Wondered what shorter days and a cold spell water temps are now? Probably need a cold rain too?


----------



## 9Left (Jun 23, 2012)

Probly cooling down a bit i'm sure... I would think the temperature is still in the 70s for the water. This week and next weeks nighttime temperatures should help a bunch


----------



## bjmess (Jun 14, 2007)

East fork was 76 degrees today


----------



## MuskyFan (Sep 21, 2016)

I saw 73-74 today on Caesar. That was main lake temps not in the coves.


----------



## Pike (Apr 7, 2004)

Water Temp at CC this weekend was 69 degrees just about everywhere.


----------



## Harry1959 (Mar 17, 2011)

Yup I was there yesterday 68-69.5. Caught 6-7 crappie, most < 9inches. One 10 inches. The ones I caught were all in 9-12 FOW. Only fished a couple hours


----------



## 9Left (Jun 23, 2012)

Took another walk this evening with my dog along the shoreline at the campground boat ramp ...Throwing a 1/16 chartreuse jig. Caught about 14 crappies… Four of them were nice 10.5 to 11 inch keepers, The rest were 8's ...Looked to be in about 8 feet of water.

I thinking about another week or so… When the water temp gets down to around 65, we should have a brief window that we could go back to using a jig and Bobber set a couple feet deep


----------



## Legend killer (Apr 20, 2011)

Anyone been out?


----------



## MuskyFan (Sep 21, 2016)

77 at sunrise. 81 at 1 pm. That’s off my graphs which disagreed with two other boats. Mine was the higher of the three.


----------



## polebender (Oct 29, 2011)

Was there Thursday. 82-83 when we left at 4:00 pm.


----------



## Legend killer (Apr 20, 2011)

Anyone been out lately?


----------



## Troy Dave (Jan 26, 2007)

78 at surface and 76 on trolling motor at 6:30am.
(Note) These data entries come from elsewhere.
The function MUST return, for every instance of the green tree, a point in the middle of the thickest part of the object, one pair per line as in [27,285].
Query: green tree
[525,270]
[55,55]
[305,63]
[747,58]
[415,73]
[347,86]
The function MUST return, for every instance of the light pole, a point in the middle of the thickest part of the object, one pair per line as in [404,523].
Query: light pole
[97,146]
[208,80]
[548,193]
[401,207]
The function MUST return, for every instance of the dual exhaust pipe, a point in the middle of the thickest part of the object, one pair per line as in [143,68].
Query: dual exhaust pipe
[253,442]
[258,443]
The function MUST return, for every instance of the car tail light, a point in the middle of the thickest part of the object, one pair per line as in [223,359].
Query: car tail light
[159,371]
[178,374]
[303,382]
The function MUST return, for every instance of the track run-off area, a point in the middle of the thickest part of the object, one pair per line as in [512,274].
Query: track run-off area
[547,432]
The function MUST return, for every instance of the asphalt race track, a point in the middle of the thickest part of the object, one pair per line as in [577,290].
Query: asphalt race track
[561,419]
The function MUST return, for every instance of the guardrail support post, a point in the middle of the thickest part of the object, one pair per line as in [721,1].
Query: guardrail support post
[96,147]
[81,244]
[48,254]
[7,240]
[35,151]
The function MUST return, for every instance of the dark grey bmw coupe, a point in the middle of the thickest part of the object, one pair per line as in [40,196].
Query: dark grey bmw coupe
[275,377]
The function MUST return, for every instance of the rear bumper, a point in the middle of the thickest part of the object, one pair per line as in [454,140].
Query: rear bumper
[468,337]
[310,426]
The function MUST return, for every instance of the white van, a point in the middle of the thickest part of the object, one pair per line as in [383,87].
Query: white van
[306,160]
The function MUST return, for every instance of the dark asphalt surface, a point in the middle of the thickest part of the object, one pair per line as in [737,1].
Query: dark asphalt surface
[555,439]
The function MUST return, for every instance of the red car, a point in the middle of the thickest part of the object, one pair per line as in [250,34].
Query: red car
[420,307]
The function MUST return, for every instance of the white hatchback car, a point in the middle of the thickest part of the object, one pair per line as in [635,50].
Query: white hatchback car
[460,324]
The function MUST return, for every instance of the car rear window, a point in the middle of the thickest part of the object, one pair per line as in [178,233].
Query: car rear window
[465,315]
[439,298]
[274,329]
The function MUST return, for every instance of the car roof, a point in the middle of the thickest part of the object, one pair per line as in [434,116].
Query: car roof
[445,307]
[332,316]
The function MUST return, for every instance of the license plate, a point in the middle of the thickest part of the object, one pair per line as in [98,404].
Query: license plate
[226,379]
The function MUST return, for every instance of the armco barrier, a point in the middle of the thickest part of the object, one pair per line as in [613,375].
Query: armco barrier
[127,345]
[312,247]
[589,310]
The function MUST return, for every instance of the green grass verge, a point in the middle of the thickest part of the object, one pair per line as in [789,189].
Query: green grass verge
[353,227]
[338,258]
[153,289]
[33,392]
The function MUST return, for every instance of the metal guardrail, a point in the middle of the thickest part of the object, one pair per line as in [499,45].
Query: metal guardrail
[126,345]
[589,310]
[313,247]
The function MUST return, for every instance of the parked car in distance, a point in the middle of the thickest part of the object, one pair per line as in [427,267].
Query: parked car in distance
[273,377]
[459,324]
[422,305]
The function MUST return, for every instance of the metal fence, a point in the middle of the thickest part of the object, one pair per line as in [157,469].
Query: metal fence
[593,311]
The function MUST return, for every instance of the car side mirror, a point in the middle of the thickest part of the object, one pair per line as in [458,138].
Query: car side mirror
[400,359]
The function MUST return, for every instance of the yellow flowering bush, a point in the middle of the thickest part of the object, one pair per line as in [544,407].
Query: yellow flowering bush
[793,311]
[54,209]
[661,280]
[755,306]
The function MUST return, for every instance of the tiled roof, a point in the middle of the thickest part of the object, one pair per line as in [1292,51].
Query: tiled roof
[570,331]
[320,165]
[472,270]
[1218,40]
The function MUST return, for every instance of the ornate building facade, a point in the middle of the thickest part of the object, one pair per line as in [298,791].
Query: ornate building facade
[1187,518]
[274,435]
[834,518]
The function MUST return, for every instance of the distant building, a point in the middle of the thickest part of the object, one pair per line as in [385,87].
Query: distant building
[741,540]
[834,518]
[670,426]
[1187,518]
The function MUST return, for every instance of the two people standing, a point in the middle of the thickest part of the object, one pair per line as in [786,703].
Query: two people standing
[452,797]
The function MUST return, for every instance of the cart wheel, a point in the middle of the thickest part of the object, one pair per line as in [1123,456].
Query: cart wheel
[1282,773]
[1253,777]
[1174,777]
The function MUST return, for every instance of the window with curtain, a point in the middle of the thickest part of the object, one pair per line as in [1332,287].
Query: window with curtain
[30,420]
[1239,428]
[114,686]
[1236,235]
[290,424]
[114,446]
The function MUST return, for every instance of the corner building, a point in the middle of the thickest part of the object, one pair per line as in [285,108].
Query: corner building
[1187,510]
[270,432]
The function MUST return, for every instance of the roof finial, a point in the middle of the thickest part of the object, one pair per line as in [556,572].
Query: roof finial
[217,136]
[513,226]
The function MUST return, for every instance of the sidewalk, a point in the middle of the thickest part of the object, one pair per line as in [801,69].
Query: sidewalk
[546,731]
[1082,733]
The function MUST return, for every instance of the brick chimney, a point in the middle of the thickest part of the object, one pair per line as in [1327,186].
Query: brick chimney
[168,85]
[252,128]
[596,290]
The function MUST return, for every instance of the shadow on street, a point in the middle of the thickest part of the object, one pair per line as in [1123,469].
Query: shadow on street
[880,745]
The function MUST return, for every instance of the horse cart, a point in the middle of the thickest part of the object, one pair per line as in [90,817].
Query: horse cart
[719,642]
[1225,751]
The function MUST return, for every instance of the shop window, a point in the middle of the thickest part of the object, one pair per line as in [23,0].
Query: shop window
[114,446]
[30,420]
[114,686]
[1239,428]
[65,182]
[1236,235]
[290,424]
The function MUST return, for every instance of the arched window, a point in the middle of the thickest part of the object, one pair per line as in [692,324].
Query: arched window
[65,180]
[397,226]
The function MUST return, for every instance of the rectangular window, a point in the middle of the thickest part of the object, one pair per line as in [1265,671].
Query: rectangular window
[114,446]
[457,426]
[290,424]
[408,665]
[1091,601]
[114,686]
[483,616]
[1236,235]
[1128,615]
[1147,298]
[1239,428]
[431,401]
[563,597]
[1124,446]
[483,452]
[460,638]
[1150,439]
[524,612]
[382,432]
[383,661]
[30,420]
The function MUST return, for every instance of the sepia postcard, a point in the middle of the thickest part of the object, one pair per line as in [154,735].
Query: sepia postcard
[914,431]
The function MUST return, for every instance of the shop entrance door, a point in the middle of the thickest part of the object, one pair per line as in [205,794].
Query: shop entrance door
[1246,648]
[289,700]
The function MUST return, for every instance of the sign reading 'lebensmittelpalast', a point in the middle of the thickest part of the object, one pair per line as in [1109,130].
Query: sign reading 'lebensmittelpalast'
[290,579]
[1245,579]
When I left at 11:30am was 80 on surface and 78 on trolling motor and 4ft rollers from all the boat traffic. Did catch a 39" musky today. From the looks of the temp forecast won't get out again till labor day weekend


----------



## MuskyFan (Sep 21, 2016)

76 this morning. Got up to 80 by 1pm. By then I’d had my fill of ignorant “recreational” boaters. Was “overfilled” watching more of them launch, block the ramp docks, and set up on the ramp. Oh, yeah, forgot the ones that decided to learn how to back a trailer for the first time on the ramp. 

I think restaurants have a good idea of not sitting a party until they are all there. Public ramps should operate the same way. If everyone in your party is not at the dock when you launch, you don’t launch. Go to the back of the line.


----------



## fishless (Sep 18, 2014)

MuskyFan said:


> 76 this morning. Got up to 80 by 1pm. By then I’d had my fill of ignorant “recreational” boaters. Was “overfilled” watching more of them launch, block the ramp docks, and set up on the ramp. Oh, yeah, forgot the ones that decided to learn how to back a trailer for the first time on the ramp.
> 
> I think restaurants have a good idea of not sitting a party until they are all there. Public ramps should operate the same way. If everyone in your party is not at the dock when you launch, you don’t launch. Go to the back of the line.


Had same thing at Atwood today.Crazy busy as soon as it warmed a little,around noon.Couple guys standing at there boat in the water blocking one of the launch ramps .


----------



## Lil Crappy (Jun 1, 2020)

MuskyFan said:


> 76 this morning. Got up to 80 by 1pm. By then I’d had my fill of ignorant “recreational” boaters. Was “overfilled” watching more of them launch, block the ramp docks, and set up on the ramp. Oh, yeah, forgot the ones that decided to learn how to back a trailer for the first time on the ramp.
> 
> I think restaurants have a good idea of not sitting a party until they are all there. Public ramps should operate the same way. If everyone in your party is not at the dock when you launch, you don’t launch. Go to the back of the line.


. 
We need a sign with a boat ramp etiquette app address on it. At the beginning of the boat prep area. Or do some YouTube videos? And put address on sign. That way they don’t have to read or think?


----------